Murray’s hometown paper, the Washington Post, ran stories of the episode that accepted the radical worldview of the mob. The night of the attack, the Post carried an AP story with a headline that read “College students protest speaker branded white nationalist.” The unidentified correspondent wrote that “hundreds of Vermont college students have protested a lecture by a speaker they call a white nationalist.” Not until the second paragraph did the reader learn that this “white nationalist” was Murray, who has occupied a prestigious chair at the American Enterprise Institute for decades, written not one but three hugely influential books (Losing Ground, The Bell Curve, and Coming Apart), and has long argued for a classically liberal society in which every individual is subject to the impartial administration of justice.
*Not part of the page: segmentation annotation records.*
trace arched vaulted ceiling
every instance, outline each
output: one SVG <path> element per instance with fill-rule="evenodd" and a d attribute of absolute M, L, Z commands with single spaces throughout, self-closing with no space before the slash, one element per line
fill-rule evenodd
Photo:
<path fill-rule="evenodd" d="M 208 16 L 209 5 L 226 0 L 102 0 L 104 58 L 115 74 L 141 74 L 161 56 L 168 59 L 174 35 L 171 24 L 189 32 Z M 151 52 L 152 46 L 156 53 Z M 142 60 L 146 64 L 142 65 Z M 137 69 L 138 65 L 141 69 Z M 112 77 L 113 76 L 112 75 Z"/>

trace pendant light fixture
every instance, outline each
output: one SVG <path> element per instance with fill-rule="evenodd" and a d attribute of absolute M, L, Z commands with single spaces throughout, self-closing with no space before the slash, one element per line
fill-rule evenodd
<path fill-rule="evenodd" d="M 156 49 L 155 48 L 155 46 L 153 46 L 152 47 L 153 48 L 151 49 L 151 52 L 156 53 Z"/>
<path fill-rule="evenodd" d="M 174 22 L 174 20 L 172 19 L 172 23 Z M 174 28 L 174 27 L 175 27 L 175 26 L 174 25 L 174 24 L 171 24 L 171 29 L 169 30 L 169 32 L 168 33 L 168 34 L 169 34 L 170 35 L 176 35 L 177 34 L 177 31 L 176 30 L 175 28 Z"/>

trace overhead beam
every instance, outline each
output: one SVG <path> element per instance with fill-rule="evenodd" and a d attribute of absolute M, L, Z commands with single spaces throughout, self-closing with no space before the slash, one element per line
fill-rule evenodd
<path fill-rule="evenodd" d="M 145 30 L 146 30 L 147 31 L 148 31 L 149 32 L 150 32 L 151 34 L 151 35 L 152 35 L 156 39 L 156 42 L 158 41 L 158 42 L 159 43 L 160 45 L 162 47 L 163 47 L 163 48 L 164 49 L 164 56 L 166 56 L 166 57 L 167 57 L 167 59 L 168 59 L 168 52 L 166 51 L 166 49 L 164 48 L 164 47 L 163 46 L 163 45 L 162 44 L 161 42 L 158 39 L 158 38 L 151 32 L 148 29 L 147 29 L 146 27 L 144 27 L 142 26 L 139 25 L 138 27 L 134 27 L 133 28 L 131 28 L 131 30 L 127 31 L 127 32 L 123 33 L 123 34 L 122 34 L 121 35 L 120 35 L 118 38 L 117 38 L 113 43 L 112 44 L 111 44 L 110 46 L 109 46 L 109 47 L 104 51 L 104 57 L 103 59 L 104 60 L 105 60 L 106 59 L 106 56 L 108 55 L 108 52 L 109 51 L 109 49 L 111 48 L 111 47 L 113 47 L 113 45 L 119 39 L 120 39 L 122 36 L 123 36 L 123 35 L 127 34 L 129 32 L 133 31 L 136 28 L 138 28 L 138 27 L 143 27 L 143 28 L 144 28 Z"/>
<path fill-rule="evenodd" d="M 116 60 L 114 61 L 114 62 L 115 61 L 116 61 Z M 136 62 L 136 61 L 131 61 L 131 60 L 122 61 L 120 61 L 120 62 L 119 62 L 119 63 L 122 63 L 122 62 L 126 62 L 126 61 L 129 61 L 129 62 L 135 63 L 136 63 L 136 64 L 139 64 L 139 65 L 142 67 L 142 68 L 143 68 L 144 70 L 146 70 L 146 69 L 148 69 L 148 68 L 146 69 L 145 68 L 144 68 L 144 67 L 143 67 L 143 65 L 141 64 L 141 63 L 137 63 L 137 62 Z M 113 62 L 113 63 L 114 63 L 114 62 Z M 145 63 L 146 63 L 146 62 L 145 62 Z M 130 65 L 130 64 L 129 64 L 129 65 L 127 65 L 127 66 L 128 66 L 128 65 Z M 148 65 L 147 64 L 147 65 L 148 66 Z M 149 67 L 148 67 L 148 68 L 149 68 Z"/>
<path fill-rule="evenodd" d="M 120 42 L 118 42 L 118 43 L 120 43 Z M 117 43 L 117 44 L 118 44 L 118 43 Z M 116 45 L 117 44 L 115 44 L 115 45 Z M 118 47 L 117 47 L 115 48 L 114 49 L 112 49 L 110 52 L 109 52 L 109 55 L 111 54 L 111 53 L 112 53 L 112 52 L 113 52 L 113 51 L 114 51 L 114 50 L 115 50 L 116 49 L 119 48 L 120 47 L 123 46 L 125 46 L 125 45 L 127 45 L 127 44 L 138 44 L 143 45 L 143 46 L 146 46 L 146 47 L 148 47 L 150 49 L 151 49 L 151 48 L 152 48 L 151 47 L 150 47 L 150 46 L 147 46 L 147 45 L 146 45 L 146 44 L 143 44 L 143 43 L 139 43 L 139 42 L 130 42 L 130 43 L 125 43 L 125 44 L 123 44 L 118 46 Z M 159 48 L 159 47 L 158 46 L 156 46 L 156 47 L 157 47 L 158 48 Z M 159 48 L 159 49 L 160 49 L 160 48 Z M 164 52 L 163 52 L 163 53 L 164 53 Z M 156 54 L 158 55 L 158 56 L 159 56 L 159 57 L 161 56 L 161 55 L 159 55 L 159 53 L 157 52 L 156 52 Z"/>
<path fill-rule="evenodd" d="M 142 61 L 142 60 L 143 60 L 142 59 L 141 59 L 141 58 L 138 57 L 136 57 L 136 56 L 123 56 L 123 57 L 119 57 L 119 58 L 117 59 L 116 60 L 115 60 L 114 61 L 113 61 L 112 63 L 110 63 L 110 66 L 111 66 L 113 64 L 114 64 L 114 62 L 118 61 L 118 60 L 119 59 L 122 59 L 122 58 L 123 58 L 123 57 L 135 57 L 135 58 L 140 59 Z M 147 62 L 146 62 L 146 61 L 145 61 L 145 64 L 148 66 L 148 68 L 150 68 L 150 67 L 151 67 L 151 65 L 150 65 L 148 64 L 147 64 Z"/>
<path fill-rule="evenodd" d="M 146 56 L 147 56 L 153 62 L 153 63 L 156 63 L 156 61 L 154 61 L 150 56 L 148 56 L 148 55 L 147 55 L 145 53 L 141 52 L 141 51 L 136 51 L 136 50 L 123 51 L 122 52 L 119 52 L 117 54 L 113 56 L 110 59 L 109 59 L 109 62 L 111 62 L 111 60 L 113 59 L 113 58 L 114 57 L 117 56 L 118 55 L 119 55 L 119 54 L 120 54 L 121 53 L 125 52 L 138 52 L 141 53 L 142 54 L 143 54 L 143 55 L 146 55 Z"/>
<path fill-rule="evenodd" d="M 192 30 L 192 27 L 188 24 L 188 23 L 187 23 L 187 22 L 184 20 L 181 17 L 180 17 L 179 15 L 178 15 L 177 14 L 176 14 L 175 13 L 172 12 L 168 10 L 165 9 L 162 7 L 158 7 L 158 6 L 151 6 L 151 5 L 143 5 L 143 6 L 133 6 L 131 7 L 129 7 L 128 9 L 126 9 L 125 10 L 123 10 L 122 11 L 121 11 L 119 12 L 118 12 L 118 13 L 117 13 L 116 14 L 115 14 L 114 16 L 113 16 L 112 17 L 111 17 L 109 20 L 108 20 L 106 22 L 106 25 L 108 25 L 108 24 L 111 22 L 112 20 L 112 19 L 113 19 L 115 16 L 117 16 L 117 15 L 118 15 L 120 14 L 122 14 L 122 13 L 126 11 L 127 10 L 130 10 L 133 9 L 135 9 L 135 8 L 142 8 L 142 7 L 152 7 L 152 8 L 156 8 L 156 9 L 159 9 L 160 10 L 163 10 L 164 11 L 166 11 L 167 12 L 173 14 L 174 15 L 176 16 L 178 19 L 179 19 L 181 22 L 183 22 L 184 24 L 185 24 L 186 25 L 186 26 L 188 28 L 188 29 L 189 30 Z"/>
To equate Murray with the neo-Nazis of Stormfront or the ethnocentrism of Richard Spencer is not only baseless. It’s defamatory.
On March 4, the Post carried a subsequent AP story. The picture accompanying this article was captioned, “Hundreds of college students on Thursday protested a lecture by a speaker they call a white nationalist.” The lead ran as follows: “A libertarian author who has been called a white nationalist said college students who protested his lecture this week were ‘scary.’”
So much is wrong with that sentence. Notice the evasion implicit in the use of the passive voice. It’s not AP calling Murray a white nationalist. No, AP is just reporting that he has been called that. Notice how the reporter defines deviancy down by referring to “college students who protested.” What happened at Middlebury wasn’t a protest. It was an assault. And notice how the reporter, from the safe space of anonymity, uses scare quotes to trivialize Murray’s characterization of the mob as frightening. Maybe the reporter would be scared too if he or she were an invited guest of a student group who had to escape from an Orwellian orgy of hate under threat of physical attack by masked men. Just a thought.
The left will miss civility when it’s gone. They’re happy now while its disappearance is one-sided. That won’t last.
Related: Middlebury Agonistes:
Nice to know the APSA draws the line against violence. I am sure this was a tough call for them. Probably had to have a lot of meetings to think it through. Notice what is conspicuously missing from this statement: any reference to the downshouting or disinviting of conservative speakers that has run rampant on campus. It would seem the APSA tacitly accepts this practice. It’s only the violence they object to. How bold of them.
Well, people on the right will have to deploy these ‘accepted’ approaches before anything is done, I guess. It’s the hair-pulling lesson.